Il loro compito, ha spiegato il portavoce George Little, è intervenire rapidamente nel caso di nuovi attacchi al personale diplomatico e agli americani presenti in Libia.

Dopo l'ultimo attentato a Bengasi, in Libia, il Pentagono ha spostato un contingente di circa 500 marines dalla Spagna alla base di Sigonella in Sicilia. Il loro compito, ha spiegato il portavoce George Little, è intervenire rapidamente nel caso di nuovi attacchi al personale diplomatico e agli americani presenti in Libia ed eventualmente effettuare la loro evacuazione. L'unità è dotata degli aerei da trasporto Bell Boeing CV-22 Osprey. Si tratta di un "convertiplano" (un bi-turboelica in grado di decollare come un elicottero e poi volare come un normale aereo). L'Osprey è in grado di trasportare fino a 24 soldati completamente equipaggiati alla velocità massima di 509 chilometri orari. 
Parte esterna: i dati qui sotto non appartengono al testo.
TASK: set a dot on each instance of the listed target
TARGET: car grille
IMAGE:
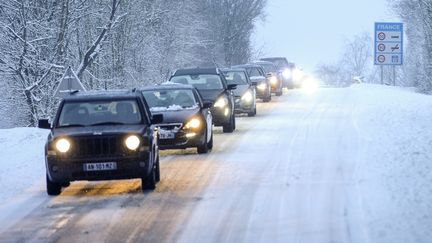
(175, 127)
(106, 146)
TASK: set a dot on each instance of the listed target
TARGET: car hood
(180, 116)
(258, 79)
(210, 95)
(240, 90)
(99, 130)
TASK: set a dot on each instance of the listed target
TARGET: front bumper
(242, 106)
(63, 170)
(221, 116)
(181, 141)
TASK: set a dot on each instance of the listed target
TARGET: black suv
(245, 94)
(213, 87)
(187, 119)
(102, 136)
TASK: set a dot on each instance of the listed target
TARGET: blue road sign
(388, 44)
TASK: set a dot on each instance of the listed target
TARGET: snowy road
(292, 174)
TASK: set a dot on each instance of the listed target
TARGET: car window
(254, 72)
(235, 77)
(200, 81)
(170, 100)
(100, 112)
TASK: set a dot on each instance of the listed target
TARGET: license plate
(166, 135)
(100, 166)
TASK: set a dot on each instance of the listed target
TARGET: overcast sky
(309, 32)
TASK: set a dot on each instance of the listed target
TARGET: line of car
(107, 135)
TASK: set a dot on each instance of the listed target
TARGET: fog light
(190, 135)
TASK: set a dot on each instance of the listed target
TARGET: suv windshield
(200, 81)
(170, 100)
(280, 63)
(268, 68)
(235, 77)
(95, 113)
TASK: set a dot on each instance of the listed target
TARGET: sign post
(388, 46)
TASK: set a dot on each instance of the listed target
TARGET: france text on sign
(388, 44)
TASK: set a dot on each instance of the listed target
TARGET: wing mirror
(44, 124)
(232, 86)
(157, 119)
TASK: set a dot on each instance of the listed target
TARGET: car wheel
(252, 113)
(203, 149)
(157, 172)
(210, 143)
(229, 128)
(53, 189)
(149, 182)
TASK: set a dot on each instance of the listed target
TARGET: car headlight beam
(63, 145)
(132, 142)
(287, 73)
(194, 123)
(262, 86)
(247, 97)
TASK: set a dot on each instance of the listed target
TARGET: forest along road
(287, 175)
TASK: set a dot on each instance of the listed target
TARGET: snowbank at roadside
(396, 126)
(21, 160)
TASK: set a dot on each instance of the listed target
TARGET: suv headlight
(63, 145)
(247, 97)
(194, 123)
(262, 86)
(287, 73)
(221, 102)
(132, 142)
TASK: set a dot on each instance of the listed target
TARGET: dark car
(244, 94)
(276, 79)
(213, 87)
(259, 79)
(187, 119)
(102, 136)
(288, 70)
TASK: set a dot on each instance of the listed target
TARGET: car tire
(252, 113)
(230, 127)
(210, 143)
(203, 149)
(157, 172)
(148, 183)
(53, 189)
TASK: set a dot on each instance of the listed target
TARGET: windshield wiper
(72, 125)
(107, 123)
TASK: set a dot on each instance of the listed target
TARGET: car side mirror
(157, 119)
(207, 104)
(44, 124)
(232, 86)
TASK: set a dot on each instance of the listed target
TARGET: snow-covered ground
(21, 160)
(396, 125)
(340, 165)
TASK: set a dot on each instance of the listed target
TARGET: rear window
(100, 113)
(170, 100)
(235, 77)
(200, 81)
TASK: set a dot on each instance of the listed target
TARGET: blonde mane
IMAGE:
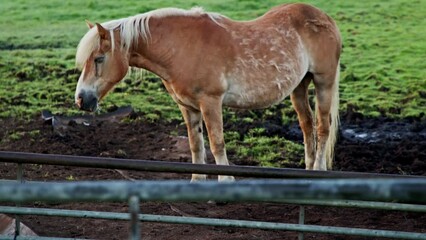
(130, 30)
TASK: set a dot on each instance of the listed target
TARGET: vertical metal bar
(135, 231)
(301, 221)
(20, 179)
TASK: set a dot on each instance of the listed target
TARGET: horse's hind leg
(211, 108)
(300, 101)
(326, 90)
(194, 125)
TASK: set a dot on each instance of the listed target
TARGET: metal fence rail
(161, 166)
(215, 222)
(342, 189)
(401, 190)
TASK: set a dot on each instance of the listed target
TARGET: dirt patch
(140, 140)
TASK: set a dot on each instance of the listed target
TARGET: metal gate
(344, 189)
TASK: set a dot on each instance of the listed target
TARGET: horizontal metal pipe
(4, 237)
(360, 204)
(216, 222)
(397, 190)
(161, 166)
(335, 203)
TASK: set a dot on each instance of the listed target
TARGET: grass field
(382, 63)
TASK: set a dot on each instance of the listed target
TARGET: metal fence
(344, 189)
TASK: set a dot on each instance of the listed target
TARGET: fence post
(20, 179)
(135, 231)
(301, 220)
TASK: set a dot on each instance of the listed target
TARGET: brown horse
(207, 61)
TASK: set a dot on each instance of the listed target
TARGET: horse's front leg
(194, 125)
(211, 108)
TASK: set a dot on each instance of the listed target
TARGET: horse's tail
(335, 121)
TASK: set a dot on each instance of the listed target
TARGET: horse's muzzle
(87, 101)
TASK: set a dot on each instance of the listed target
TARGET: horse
(207, 60)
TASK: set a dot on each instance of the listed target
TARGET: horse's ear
(89, 24)
(103, 33)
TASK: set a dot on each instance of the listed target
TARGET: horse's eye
(99, 59)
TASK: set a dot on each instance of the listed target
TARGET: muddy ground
(366, 145)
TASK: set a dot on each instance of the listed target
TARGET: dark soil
(367, 145)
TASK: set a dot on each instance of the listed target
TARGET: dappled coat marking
(207, 61)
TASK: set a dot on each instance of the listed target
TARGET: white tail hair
(335, 121)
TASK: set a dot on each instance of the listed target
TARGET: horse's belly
(257, 95)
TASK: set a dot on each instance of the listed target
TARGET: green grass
(382, 63)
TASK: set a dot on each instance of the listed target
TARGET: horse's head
(104, 63)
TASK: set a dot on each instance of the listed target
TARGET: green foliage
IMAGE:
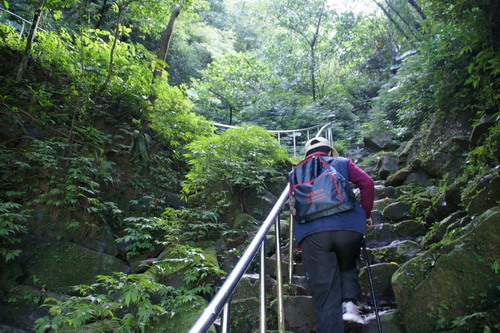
(223, 166)
(482, 158)
(228, 85)
(12, 220)
(172, 118)
(132, 302)
(125, 299)
(140, 235)
(192, 224)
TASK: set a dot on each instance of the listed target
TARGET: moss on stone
(456, 280)
(59, 266)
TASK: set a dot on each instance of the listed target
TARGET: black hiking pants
(331, 270)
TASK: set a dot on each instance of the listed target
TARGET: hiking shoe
(351, 313)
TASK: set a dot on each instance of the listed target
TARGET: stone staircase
(390, 242)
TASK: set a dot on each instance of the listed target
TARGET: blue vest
(353, 220)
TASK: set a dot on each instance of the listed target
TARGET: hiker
(331, 244)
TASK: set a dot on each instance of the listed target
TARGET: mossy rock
(381, 204)
(484, 195)
(385, 233)
(437, 233)
(101, 326)
(185, 316)
(244, 221)
(397, 211)
(21, 307)
(397, 251)
(381, 276)
(457, 280)
(60, 265)
(398, 178)
(245, 314)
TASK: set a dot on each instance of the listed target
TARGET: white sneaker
(351, 313)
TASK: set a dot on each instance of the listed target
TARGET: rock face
(58, 266)
(445, 284)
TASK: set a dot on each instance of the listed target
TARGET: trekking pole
(370, 280)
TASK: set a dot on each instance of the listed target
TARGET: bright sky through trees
(357, 6)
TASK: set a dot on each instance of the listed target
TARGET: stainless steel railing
(221, 300)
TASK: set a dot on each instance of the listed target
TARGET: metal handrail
(223, 296)
(328, 134)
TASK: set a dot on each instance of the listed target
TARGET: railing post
(294, 144)
(226, 315)
(263, 325)
(279, 278)
(290, 251)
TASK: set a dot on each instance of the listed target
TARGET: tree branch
(389, 16)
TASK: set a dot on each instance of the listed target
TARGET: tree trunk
(401, 17)
(29, 42)
(419, 10)
(116, 36)
(313, 44)
(389, 16)
(165, 41)
(102, 14)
Lo spostamento delle truppe spiega quanto e come gli Usa contino oggi più che mai sulla posizione strategica della Sicilia nel Mediterraneo. Nelle scorse settimane, nelle campagne di Palermo era stata segnalata la presenza di marines americani impegnati in misteriose esercitazioni: i militari in assetto di guerra atterravano dagli elicotteri gettando nel panico la popolazione e suscitando 
la protesta dei sindaci, che non erano stati avvisati delle manovre militari. Il ministero della Difesa aveva poi ammesso di avere autorizzato le esercitazioni senza informare le autorità locali. Una posizione strategica, quella dell'Isola, sottolineata dalla presenza della base radar "Muos" di Niscemi, dove da mesi è in atto uno scontro tra le popolazioni locali, sostenute dalla Regione Siciliana, contrarie all'impianto, e l'amministrazione Usa, che ha dalla sua parte il ministero della Difesa. Da tempo gli attivisti No Muos presidiano la zona in cui è in costruzione il radar, impedendo l'accesso alla base di militari e operai e dando vita a scontri, anche violenti, con la polizia. 

Ma quella dei marines a Sigonella è solo la punta dell'iceberg. Nell'Isola sono decine le installazioni militari americane che comprendono droni, aerei supersonici e navi. Basi, mezzi e impianti alla cui presenza ambientalisti e pacifisti hanno sempre cercato di opporsi.